For many health professionals additional training in this area is needed. The Rudd Centre for Food Policy and Obesity at Yale University recognises this and now offers a course for medical practitioners on weight bias in clinical settings.

As health professionals we should be realistic about our weight loss expectations for patients. Aside from bariatric surgery, we really haven’t had much success in finding a weight loss strategy that works and is sustainable. Yo-yo dieting may even be harmful.

In fact, the WHO now recommends counselling patients to set a weight loss goal of up to 10% of body weight rather than their “ideal” weight.

That makes weight loss more achievable for patients and the good news is that even a 5%–10% reduction in weight can reduce health risks, such as diabetes and other diet-related chronic disease.

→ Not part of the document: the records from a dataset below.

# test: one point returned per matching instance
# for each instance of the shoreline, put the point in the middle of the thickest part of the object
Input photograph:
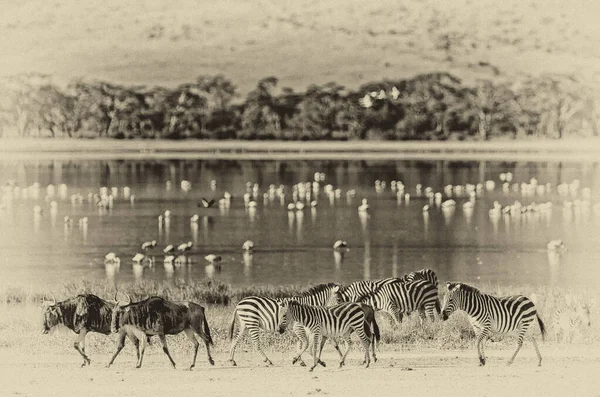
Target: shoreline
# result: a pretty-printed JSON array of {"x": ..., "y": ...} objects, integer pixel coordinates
[{"x": 99, "y": 149}]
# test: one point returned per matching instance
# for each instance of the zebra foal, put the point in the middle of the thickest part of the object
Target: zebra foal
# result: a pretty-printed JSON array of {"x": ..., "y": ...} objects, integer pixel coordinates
[
  {"x": 332, "y": 322},
  {"x": 488, "y": 314},
  {"x": 256, "y": 312}
]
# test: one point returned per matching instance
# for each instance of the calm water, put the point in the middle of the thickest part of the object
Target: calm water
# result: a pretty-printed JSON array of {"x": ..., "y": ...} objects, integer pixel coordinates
[{"x": 41, "y": 251}]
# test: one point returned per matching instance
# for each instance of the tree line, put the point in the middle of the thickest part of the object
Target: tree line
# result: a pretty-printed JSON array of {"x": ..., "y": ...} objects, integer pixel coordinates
[{"x": 434, "y": 106}]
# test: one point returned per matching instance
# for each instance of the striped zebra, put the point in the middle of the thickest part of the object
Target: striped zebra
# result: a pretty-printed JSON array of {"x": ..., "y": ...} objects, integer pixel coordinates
[
  {"x": 330, "y": 322},
  {"x": 256, "y": 312},
  {"x": 565, "y": 322},
  {"x": 400, "y": 298},
  {"x": 488, "y": 314}
]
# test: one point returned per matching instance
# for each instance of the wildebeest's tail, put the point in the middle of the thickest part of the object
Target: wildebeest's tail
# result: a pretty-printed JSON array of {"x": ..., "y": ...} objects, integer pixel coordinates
[
  {"x": 542, "y": 326},
  {"x": 232, "y": 326}
]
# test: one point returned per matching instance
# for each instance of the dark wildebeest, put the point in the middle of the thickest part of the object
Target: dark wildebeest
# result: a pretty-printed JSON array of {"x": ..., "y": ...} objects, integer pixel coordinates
[
  {"x": 82, "y": 314},
  {"x": 157, "y": 316}
]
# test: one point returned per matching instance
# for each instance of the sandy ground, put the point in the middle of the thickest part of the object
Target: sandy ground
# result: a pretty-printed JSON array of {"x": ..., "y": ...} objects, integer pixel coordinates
[{"x": 566, "y": 371}]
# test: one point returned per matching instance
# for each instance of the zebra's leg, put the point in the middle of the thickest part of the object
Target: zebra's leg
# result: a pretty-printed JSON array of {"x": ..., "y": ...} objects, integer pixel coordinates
[
  {"x": 316, "y": 350},
  {"x": 80, "y": 341},
  {"x": 519, "y": 344},
  {"x": 537, "y": 351},
  {"x": 346, "y": 340},
  {"x": 163, "y": 340},
  {"x": 303, "y": 343},
  {"x": 480, "y": 338},
  {"x": 236, "y": 340},
  {"x": 256, "y": 341},
  {"x": 190, "y": 334}
]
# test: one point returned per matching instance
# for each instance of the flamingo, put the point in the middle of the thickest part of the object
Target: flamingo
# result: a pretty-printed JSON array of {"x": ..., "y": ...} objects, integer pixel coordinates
[
  {"x": 149, "y": 245},
  {"x": 248, "y": 245}
]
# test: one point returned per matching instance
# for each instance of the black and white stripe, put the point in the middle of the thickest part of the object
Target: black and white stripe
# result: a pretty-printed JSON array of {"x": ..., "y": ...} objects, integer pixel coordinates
[
  {"x": 331, "y": 322},
  {"x": 493, "y": 314},
  {"x": 401, "y": 298},
  {"x": 256, "y": 312}
]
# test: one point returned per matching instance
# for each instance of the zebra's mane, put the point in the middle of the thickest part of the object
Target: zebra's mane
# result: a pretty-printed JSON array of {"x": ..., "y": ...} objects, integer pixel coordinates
[
  {"x": 317, "y": 289},
  {"x": 468, "y": 288}
]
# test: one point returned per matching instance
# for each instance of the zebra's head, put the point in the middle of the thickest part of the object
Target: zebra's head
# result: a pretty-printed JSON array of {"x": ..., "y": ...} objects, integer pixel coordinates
[{"x": 451, "y": 300}]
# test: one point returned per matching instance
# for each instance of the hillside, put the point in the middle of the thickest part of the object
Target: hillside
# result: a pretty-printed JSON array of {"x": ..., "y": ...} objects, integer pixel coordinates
[{"x": 303, "y": 42}]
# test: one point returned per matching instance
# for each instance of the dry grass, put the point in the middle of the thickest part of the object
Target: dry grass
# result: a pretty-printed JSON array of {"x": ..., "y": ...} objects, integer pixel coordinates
[
  {"x": 20, "y": 320},
  {"x": 350, "y": 42}
]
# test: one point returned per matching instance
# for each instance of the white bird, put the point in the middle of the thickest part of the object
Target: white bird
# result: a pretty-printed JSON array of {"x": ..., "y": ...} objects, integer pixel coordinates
[
  {"x": 169, "y": 249},
  {"x": 212, "y": 258},
  {"x": 185, "y": 246},
  {"x": 248, "y": 245},
  {"x": 364, "y": 207},
  {"x": 149, "y": 245},
  {"x": 111, "y": 257},
  {"x": 340, "y": 244},
  {"x": 555, "y": 244}
]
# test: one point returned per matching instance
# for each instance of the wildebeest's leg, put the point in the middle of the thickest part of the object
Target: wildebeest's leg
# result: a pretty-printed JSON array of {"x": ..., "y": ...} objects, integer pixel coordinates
[
  {"x": 190, "y": 334},
  {"x": 256, "y": 340},
  {"x": 142, "y": 350},
  {"x": 136, "y": 343},
  {"x": 81, "y": 340},
  {"x": 121, "y": 345},
  {"x": 238, "y": 337},
  {"x": 163, "y": 340}
]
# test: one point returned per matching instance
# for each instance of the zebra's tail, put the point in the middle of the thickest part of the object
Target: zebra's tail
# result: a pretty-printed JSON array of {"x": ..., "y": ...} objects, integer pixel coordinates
[
  {"x": 232, "y": 326},
  {"x": 542, "y": 326}
]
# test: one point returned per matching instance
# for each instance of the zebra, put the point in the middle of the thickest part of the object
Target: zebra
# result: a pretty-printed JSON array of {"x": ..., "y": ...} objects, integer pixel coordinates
[
  {"x": 400, "y": 298},
  {"x": 255, "y": 312},
  {"x": 335, "y": 322},
  {"x": 567, "y": 321},
  {"x": 488, "y": 313}
]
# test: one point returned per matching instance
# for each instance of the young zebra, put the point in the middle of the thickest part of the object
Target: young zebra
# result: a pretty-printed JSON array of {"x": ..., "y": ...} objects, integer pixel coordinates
[
  {"x": 488, "y": 314},
  {"x": 400, "y": 298},
  {"x": 566, "y": 322},
  {"x": 256, "y": 312},
  {"x": 333, "y": 322}
]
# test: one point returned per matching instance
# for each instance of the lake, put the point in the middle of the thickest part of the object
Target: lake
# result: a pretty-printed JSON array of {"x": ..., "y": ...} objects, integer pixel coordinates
[{"x": 40, "y": 251}]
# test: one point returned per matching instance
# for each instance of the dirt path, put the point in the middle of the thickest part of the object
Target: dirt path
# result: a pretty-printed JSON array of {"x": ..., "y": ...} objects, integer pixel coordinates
[{"x": 565, "y": 372}]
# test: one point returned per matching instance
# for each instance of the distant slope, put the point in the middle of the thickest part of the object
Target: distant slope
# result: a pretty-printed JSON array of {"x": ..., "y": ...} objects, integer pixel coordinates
[{"x": 301, "y": 42}]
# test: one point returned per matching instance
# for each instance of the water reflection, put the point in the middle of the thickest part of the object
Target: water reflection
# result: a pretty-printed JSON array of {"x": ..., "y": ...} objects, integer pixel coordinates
[{"x": 395, "y": 230}]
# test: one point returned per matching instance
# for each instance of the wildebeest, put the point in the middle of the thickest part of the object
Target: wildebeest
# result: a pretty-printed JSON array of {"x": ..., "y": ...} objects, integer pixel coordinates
[
  {"x": 82, "y": 314},
  {"x": 157, "y": 316}
]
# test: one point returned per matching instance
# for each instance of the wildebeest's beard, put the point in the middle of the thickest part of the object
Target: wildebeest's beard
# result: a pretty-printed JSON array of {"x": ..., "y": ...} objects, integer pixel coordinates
[{"x": 51, "y": 318}]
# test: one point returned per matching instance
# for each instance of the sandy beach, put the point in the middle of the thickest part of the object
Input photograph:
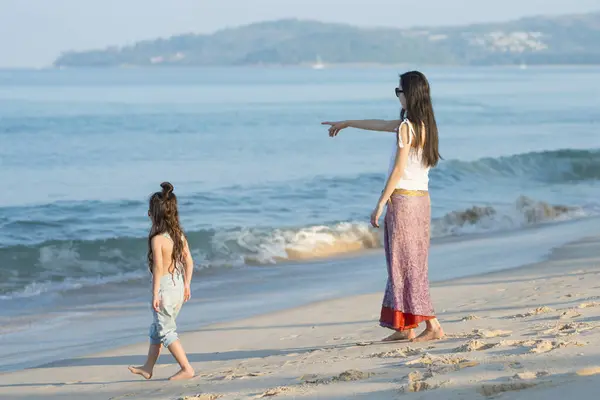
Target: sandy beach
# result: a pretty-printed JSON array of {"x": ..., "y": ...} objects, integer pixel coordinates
[{"x": 531, "y": 332}]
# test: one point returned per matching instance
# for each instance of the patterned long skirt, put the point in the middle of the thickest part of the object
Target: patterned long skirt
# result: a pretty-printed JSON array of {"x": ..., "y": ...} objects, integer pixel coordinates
[{"x": 406, "y": 240}]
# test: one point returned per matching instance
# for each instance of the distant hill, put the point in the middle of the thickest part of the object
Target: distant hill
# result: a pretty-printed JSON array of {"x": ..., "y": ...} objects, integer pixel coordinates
[{"x": 573, "y": 39}]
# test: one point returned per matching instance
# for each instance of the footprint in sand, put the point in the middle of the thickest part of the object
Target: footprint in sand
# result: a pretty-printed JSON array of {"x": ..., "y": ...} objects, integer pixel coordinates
[
  {"x": 487, "y": 334},
  {"x": 397, "y": 353},
  {"x": 274, "y": 392},
  {"x": 537, "y": 311},
  {"x": 202, "y": 396},
  {"x": 474, "y": 345},
  {"x": 570, "y": 314},
  {"x": 417, "y": 383},
  {"x": 527, "y": 376},
  {"x": 346, "y": 376},
  {"x": 589, "y": 304}
]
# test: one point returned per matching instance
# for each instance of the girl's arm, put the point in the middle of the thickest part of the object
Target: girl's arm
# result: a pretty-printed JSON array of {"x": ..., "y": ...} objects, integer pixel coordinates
[
  {"x": 399, "y": 165},
  {"x": 395, "y": 176},
  {"x": 157, "y": 271},
  {"x": 364, "y": 124},
  {"x": 189, "y": 270}
]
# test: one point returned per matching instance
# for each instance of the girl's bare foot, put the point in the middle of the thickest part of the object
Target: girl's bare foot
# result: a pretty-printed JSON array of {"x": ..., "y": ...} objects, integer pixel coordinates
[
  {"x": 429, "y": 334},
  {"x": 141, "y": 371},
  {"x": 183, "y": 374},
  {"x": 400, "y": 335}
]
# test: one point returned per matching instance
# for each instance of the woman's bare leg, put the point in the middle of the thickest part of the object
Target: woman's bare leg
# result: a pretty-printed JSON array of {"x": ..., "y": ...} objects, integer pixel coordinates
[{"x": 186, "y": 371}]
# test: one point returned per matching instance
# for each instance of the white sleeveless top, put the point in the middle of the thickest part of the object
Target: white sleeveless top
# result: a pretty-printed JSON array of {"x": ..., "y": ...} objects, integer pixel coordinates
[{"x": 416, "y": 175}]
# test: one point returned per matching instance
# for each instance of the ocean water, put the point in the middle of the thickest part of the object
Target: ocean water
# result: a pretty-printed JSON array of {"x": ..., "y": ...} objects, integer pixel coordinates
[{"x": 262, "y": 188}]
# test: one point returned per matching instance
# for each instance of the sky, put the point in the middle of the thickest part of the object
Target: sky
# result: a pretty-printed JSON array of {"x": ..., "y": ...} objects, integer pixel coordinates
[{"x": 34, "y": 32}]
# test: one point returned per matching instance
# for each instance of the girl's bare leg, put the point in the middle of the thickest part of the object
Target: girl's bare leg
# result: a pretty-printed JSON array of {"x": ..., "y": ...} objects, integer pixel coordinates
[
  {"x": 147, "y": 369},
  {"x": 186, "y": 371}
]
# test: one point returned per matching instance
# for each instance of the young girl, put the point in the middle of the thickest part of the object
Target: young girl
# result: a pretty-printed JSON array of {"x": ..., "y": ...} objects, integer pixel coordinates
[
  {"x": 407, "y": 302},
  {"x": 168, "y": 252}
]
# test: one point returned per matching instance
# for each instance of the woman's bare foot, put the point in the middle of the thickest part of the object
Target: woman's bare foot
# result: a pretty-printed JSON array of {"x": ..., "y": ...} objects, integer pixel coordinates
[
  {"x": 429, "y": 334},
  {"x": 183, "y": 374},
  {"x": 141, "y": 371},
  {"x": 400, "y": 335}
]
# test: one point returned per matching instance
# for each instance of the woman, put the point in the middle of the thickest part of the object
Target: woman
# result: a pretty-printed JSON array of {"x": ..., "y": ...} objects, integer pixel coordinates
[{"x": 407, "y": 221}]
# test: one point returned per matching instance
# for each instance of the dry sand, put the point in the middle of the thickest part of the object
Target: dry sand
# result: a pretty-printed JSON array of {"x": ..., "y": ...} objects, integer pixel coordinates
[{"x": 532, "y": 333}]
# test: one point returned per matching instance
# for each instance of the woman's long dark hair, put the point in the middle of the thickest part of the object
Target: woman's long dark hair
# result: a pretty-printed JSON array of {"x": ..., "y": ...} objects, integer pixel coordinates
[
  {"x": 165, "y": 219},
  {"x": 419, "y": 110}
]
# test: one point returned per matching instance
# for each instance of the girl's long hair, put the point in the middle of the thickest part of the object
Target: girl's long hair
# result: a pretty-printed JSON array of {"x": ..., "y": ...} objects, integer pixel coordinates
[
  {"x": 165, "y": 219},
  {"x": 419, "y": 110}
]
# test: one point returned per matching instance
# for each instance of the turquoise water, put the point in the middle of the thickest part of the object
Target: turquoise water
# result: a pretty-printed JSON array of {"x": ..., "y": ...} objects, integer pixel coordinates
[
  {"x": 262, "y": 188},
  {"x": 256, "y": 174}
]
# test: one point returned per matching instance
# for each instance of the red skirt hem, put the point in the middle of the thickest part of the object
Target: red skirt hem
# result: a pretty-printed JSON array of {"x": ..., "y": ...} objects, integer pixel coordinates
[{"x": 400, "y": 321}]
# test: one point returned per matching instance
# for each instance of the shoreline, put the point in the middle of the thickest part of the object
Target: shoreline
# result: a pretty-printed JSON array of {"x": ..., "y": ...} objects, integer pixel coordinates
[
  {"x": 287, "y": 350},
  {"x": 263, "y": 291}
]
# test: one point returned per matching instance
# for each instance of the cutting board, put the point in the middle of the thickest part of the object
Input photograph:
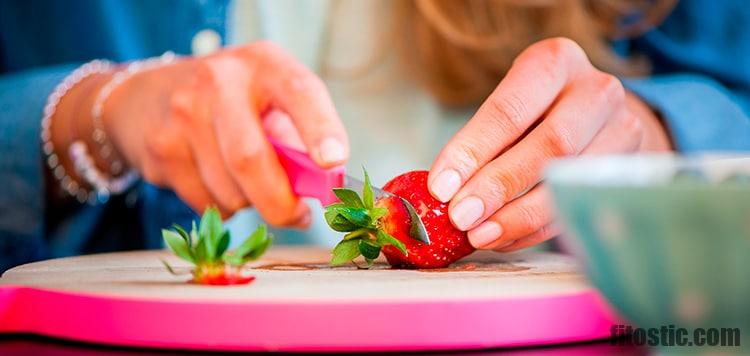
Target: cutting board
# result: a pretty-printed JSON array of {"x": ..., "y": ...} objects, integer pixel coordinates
[{"x": 299, "y": 303}]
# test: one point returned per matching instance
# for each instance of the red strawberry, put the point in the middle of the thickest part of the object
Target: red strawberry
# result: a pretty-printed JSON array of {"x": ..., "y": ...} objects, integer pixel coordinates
[{"x": 383, "y": 225}]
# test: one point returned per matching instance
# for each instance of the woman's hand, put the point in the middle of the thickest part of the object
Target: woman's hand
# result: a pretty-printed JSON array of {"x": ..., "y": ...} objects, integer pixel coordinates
[
  {"x": 200, "y": 127},
  {"x": 551, "y": 103}
]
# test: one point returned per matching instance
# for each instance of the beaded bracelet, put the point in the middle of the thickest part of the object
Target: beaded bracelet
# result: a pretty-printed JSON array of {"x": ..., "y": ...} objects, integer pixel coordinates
[
  {"x": 67, "y": 183},
  {"x": 103, "y": 184}
]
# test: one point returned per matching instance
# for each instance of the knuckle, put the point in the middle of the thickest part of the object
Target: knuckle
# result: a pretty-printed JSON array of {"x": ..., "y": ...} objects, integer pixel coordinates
[
  {"x": 466, "y": 157},
  {"x": 610, "y": 89},
  {"x": 502, "y": 184},
  {"x": 633, "y": 125},
  {"x": 559, "y": 143},
  {"x": 507, "y": 112},
  {"x": 160, "y": 147},
  {"x": 245, "y": 160},
  {"x": 151, "y": 174},
  {"x": 529, "y": 217},
  {"x": 559, "y": 50}
]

Professor Stephen Leeder is the director of the Menzies Centre for Health Policy at the University of Sydney. Ms Shauna Downs is a PhD candidate at the centre.

Posted 29 October 2012

5 thoughts on “Stephen Leeder

  1. Fatty Boomsticks says:

    Hi Steve. Since I met you approximately 35 years ago I have averaged a 0.7kg per annum weight gain. I blame you. Well, that’s what the statistics of association misapplied to inferences about causation suggests. Your article is a timely, well written reminder that causation is complex and defies a simplistic solution. Taking up Brian Purssey’s point, I have managed to lose height in the intervening period!

  2. Anonymous says:

    Wonderful article. The links to the references also provided fascinating reading. This was an incredibly well thought out piece that not only challenges current approaches to obesity but indicates just how complex public health issues are but that a considered approach is the first step to addressing issues. Fantastic!

  3. Brian Purssey says:

    In over 50 years of surgical practice I found patients were trying to do one of three things – put weight on, lose weight or re-arrange it. Most were trying to re-arrange it. Few were successful in any of the three.
    Many years ago I read an article by a prominent French geneticist. He said that asking one patiient to lose weight was like asking the next to lose height – look at your genetic tree!

  4. Garry Egger says:

    Thanks for this insight Steve and Shauna. After 30 years of working in this area (and feeling, as we all do in obesity, a total failure), it’s obvious we need a new approach. There is the small picture and the big picture, both of which you have touched on. However, I’m, after 30 years, I’m not convinced that obesity is the real issue. It’s what makes people obese (diet, inactivity, lack of sleep, stress etc.) and these all have proximal as well as distal causes. Obesity is the ‘canary in the mineshaft’ warning us of bigger problems in society as a whole. it’s also interesting that we still have no physiological link between insulin resistance and obesity, but we do between inactivity (and possibly diet) and insulin resistance (possibly through ‘metaflammation’). As never before we need a creative and ‘big picture’ approach to this problem. Thanks again for your contribution.

  5. elizabeth says:

    to be honest, i am seriously overweight. i am not fit, though not yet dreadfully unfit. i have a bad BMI, good blood pressure, and am relatively healthy.
    i have come to avoid discussing my non-specific health with GPs, as they point out i am fat and losing weight will resolve everything, including the frequent back pain that comes from early arthritis and previous injuries.
    i have even been told by one that if i refused to follow his diet and fitness regimen, which did not match the dietitian’s recommendations, he would no longer see me as i was wasting his time.
    i have also been told by a (very nice) dietitian that of course my breasts would significantly reduce if i diet as she advised, without any sort of discussion or support, despite my expressing body image issues.
    these medical practitioners are not my counsellors, but if they cannot have a gentle or understanding conversation with me, and gauge my health on nothing but my BMI, then i am loathe to enter the discussion at all, and i am relatively committed to my health and consulting professionals.
    if these conversations need to happen with the community then health professionals need to be able to have them in a manner that will get and keep patients engaged.